The U.S. is more than tripling aid in development assistance for Venezuelan opposition leader Juan Guaidó. It's reportedly the first time the U.S. has directly funded Guaidó.
The U.S. Agency for International Development announced Tuesday that it will give $52 million to programs in Venezuela that support the country's National Assembly, independent media, civil society and the restoration of the health sector.
Earlier this year Guaidó — who is the head of the National Assembly — declared himself Venezuela's interim president. The U.S. and other countries quickly jumped to support him, overstepping Venezuelan President Nicolás Maduro, who was sworn in for his second term in office at the beginning of the year. Maduro had won the country's controversial 2018 elections, which many countries and political leaders say were rigged.

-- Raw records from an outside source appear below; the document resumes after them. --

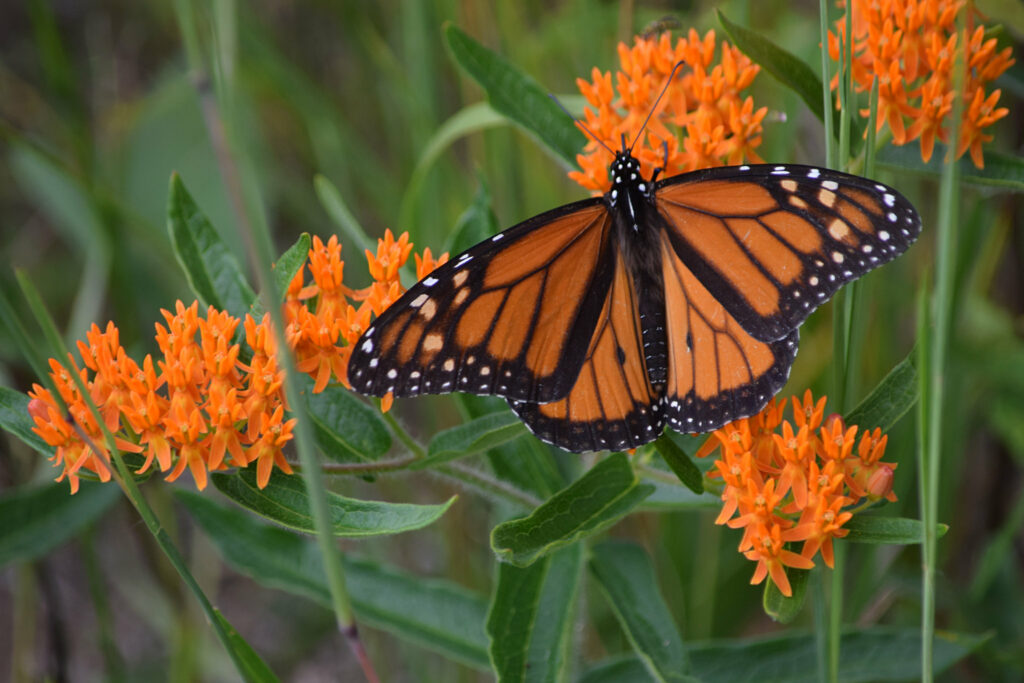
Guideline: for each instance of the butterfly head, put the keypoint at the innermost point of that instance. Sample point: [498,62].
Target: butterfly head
[629,188]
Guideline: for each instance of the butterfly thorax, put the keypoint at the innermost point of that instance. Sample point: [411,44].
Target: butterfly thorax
[638,237]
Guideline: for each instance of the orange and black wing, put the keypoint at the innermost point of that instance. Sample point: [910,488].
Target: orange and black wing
[773,243]
[612,404]
[505,317]
[718,372]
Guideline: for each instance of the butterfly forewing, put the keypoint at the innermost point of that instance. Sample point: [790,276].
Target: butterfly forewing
[504,317]
[612,404]
[773,243]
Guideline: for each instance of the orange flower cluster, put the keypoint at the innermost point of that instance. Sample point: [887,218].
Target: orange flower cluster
[910,47]
[797,485]
[198,401]
[704,101]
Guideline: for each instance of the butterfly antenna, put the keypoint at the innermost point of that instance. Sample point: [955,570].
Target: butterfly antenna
[583,125]
[656,101]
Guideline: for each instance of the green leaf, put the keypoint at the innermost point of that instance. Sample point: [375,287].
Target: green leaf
[594,502]
[893,530]
[680,463]
[787,69]
[530,620]
[290,262]
[345,427]
[472,437]
[516,95]
[14,418]
[617,670]
[890,400]
[34,521]
[784,609]
[676,497]
[467,120]
[1000,170]
[879,653]
[284,271]
[286,502]
[627,577]
[211,268]
[476,223]
[336,208]
[252,668]
[437,614]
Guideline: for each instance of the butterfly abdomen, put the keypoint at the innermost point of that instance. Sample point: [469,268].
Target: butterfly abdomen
[631,203]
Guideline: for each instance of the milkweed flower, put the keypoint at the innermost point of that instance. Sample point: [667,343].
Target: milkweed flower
[796,486]
[702,107]
[205,401]
[910,48]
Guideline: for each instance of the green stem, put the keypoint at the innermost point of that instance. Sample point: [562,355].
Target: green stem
[945,266]
[825,90]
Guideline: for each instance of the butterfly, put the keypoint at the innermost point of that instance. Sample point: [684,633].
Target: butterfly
[664,303]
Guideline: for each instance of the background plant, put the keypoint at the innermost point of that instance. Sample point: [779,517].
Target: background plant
[347,118]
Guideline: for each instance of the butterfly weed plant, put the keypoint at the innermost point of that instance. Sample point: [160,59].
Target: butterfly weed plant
[216,398]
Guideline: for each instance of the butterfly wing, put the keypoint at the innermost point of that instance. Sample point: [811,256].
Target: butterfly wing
[500,318]
[612,404]
[718,372]
[773,243]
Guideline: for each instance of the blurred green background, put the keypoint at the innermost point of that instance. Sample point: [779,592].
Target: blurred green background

Millions of Venezuelans have fled the country since 2015 to live as refugees or migrants elsewhere. Most of them have gone to Colombia. But others fled to Brazil, Peru, Chile, Ecuador and Argentina.
The USAID said in a statement that the "rampant corruption, brutal repression, and vast political and economic mismanagement of the illegitimate Maduro regime" has led to what the agency called the "largest external displacement in the history of the Western Hemisphere."
This new funding is in addition to hundreds of millions of dollars in humanitarian aid the U.S. has already provided to help with the "Venezuelan regional crisis." That includes providing support to vulnerable Venezuelans and the communities that host them.
USAID said Tuesday's assistance announcement "serves as another example of our commitment to help Venezuelans recover their country."
Additional reporting from Newsy affiliate CNN.